Decimal Inconsistency

February 7th, 2015
ideas, math
Ben Orlin and I were playing around with a weird kind of infinite repeating decimal. He wrote up a blog post, there was some discussion, but now I think there's a contradiction in what I thought were reasonable axioms.

First a summary. This is all based around the idea that you can have "0.9̅3" or "0.9̅4," and in fact "0.9̅3 < 0.9̅4". The first one is 0.999...3 while the latter is 0.999...4. Or "first you have nines forever, and then either a three or a four". Since 3 < 4, we should have 0.9̅3 < 0.9̅4. If this is confusing Ben's post goes into more detail.

(I'll note here that this isn't normal math. You can't add these, subtract them, multiply, etc. Normally 0.9̅ is exactly 1 and 0.9̅3 is meaningless. We're playing with some things that are kind of like numbers, but not entirely.)

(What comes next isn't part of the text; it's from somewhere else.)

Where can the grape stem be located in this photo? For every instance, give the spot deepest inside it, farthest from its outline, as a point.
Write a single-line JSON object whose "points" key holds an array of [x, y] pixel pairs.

Here are some properties it seems like these numbers should have, where x and y are infinite decimals and R is any of >, =, or <. To simplify writing in text we're writing 0.x̅y as (x)y.

  1. x R y → (x) R (y)
  2. x R y → xz R yz
  3. x R y → zx R zy
  4. x = x0
  5. x(x) = (x)
  6. (xy) = x(yx)
Here's the contradiction, which my coworker Shawn figured out:
  ((x)x) = (x)(x(x))   by #6
         = (x)((x))    by #5
         = ((x))       by #5

so

    (x)x = (x)         by #1
         = (x)0        by #4

so

       x = 0           by #3

which is a contradiction.
This seems right to me, but all of the axioms also seem reasonable. I'm not sure what you would drop to make this more reasonable.